EDHEC Risk: Banking on Liquidity
07 July 2010
EDHEC Risk report explores the changes in the nature of banking activities over the past few decades which are fundamental to understand the failings that resulted in the financial crisis. The role and extent of liquidity and collateral security is fully analyzed and policy recommendations are made.
EDHEC Risk report explores the changes in the nature of banking activities over the past few decades which are fundamental to understand the failings that resulted in the financial crisis. The role and extent of liquidity and collateral security is fully analyzed and policy recommendations made.
Conclusions
The very simple model developed by Holmstrom & Tirole demonstrates that markets have limits and that reliance upon them alone for bank funding is flawed.
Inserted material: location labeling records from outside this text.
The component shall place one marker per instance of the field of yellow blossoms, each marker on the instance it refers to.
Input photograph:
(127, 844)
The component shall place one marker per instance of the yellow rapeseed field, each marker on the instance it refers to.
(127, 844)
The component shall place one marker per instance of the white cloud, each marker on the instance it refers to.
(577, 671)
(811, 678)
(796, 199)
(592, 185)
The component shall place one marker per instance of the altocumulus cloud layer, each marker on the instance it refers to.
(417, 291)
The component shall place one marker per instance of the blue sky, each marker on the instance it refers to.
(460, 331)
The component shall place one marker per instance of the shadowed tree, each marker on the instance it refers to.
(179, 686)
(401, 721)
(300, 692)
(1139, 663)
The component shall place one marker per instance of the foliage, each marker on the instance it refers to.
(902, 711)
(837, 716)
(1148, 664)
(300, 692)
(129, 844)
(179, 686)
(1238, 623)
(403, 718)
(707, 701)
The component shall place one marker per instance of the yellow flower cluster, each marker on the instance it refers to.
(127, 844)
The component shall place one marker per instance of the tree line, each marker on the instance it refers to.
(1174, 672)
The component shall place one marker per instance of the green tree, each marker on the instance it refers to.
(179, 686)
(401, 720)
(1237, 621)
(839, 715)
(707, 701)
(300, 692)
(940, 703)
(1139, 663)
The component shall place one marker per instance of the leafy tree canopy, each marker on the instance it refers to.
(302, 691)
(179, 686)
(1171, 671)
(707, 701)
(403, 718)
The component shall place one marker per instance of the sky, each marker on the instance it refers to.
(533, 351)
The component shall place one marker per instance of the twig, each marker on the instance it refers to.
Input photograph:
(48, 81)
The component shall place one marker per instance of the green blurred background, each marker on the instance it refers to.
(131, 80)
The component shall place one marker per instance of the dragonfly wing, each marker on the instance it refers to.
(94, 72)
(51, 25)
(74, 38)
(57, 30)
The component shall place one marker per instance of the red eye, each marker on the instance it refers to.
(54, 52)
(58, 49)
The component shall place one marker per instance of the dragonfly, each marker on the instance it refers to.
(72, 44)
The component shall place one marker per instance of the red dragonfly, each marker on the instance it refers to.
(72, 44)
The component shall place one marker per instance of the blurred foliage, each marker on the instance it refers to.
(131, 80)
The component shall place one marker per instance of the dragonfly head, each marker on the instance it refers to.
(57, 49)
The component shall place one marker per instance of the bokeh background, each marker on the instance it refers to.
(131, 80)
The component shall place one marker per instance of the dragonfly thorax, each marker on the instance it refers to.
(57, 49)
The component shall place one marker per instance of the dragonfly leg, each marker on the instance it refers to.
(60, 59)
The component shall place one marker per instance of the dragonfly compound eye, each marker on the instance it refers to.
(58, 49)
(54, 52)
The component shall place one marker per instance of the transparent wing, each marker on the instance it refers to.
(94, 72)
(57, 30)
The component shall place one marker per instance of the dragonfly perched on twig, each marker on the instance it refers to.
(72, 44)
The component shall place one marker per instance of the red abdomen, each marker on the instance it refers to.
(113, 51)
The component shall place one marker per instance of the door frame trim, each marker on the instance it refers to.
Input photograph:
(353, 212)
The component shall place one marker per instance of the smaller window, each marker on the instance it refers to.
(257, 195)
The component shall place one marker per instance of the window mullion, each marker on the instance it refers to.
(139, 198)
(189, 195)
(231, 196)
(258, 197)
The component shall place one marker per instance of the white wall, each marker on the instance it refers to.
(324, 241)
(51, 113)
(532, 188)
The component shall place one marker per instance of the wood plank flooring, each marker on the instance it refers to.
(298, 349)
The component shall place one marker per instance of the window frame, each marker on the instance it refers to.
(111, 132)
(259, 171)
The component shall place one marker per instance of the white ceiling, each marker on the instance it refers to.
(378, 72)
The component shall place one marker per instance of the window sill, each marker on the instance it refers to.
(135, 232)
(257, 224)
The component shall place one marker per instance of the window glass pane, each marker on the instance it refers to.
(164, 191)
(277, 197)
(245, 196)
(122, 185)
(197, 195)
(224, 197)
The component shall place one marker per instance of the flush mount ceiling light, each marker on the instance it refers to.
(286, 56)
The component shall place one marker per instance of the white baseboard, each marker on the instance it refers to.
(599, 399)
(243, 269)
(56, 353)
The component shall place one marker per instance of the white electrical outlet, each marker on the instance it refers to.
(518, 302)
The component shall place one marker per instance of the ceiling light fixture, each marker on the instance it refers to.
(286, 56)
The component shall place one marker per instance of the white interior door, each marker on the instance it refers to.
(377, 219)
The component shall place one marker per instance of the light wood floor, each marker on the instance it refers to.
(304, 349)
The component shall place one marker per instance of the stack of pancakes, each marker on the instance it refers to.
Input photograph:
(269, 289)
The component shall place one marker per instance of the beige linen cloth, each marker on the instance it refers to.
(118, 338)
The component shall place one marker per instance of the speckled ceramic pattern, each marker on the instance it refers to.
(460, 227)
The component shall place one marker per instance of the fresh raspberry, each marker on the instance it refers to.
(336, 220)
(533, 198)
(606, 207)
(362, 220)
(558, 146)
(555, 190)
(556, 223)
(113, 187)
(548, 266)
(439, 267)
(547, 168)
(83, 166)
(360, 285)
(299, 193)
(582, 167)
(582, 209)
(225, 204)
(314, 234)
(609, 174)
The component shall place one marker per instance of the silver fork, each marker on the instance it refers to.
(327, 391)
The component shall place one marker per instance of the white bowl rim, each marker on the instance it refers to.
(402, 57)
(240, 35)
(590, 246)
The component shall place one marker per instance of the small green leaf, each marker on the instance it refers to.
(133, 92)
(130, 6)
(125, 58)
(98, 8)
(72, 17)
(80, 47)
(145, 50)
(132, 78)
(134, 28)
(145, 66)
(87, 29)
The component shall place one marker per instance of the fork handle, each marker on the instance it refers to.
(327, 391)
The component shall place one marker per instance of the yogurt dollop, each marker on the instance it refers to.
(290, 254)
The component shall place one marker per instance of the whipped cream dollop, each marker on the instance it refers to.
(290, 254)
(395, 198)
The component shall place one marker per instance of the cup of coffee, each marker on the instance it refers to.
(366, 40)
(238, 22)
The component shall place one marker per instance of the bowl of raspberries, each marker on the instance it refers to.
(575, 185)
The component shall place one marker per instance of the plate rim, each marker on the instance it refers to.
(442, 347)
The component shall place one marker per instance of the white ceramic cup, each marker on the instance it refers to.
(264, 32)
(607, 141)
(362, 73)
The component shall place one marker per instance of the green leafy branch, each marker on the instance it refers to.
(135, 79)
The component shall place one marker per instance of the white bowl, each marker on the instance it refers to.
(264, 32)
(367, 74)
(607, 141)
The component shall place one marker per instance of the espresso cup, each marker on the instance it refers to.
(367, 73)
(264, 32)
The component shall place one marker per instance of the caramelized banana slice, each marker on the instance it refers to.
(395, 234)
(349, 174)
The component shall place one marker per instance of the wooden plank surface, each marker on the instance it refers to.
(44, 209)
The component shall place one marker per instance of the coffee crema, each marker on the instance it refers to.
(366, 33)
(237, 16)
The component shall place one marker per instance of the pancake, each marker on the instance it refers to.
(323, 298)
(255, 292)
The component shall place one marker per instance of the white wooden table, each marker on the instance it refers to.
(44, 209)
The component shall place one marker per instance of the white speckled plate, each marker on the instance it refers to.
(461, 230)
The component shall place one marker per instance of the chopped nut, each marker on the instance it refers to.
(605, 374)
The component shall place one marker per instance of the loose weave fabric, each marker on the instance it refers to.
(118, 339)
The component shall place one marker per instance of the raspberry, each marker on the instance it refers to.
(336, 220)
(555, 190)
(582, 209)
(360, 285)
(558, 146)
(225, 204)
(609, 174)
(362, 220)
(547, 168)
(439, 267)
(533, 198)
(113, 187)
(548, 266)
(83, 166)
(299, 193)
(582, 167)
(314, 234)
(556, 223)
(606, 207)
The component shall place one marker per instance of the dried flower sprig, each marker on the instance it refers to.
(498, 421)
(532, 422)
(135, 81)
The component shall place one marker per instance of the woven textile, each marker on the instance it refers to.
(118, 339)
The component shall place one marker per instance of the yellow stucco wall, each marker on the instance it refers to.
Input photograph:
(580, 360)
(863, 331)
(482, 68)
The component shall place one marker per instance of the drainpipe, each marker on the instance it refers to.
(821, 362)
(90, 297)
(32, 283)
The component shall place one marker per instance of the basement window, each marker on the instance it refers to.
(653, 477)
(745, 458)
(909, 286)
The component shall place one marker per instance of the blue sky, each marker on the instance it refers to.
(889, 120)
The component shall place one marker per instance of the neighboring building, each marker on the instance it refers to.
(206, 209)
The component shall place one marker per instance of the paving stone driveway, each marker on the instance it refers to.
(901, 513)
EDHEC has considered trade-offs between transaction, or flow, liquidity and the liquidity stock. Much of market participant activity emphasises the former and ignores the latter. It also demonstrates that derivatives activity, even when fairly priced, can reduce the liquidity stock. The ICMA 2009 survey reports that more than $4 trillion of collateral was posted in support of derivatives contracts.
Liquidity has not figured on the international regulatory agenda until recently. In Basel II it was evident (though obscured may be more correct) only in that tier-two capital admitted debt securities with a term longer than five years—the term being related to liquidity demand.
EDHEC has documented material issues associated with the stock of liquidity for banks engaged in both risk management services and traditional loan and deposit banking. EDHEC has illustrated that the scale of these activities may impose significant pressures on both a bank’s and the system’s liquidity.
EDHEC has considered the role of collateral in this process. EDHEC believes that central counterparties, which are widely advocated in resolution of some of the perceived difficulties with derivatives, will not resolve these liquidity and related problems but rather will concentrate them. EDHEC has noted some consequences of derivatives of concern for financial markets—the induced path-dependency —as well as for the economy and for bank shareholders, in particular, weakened management due diligence incentives.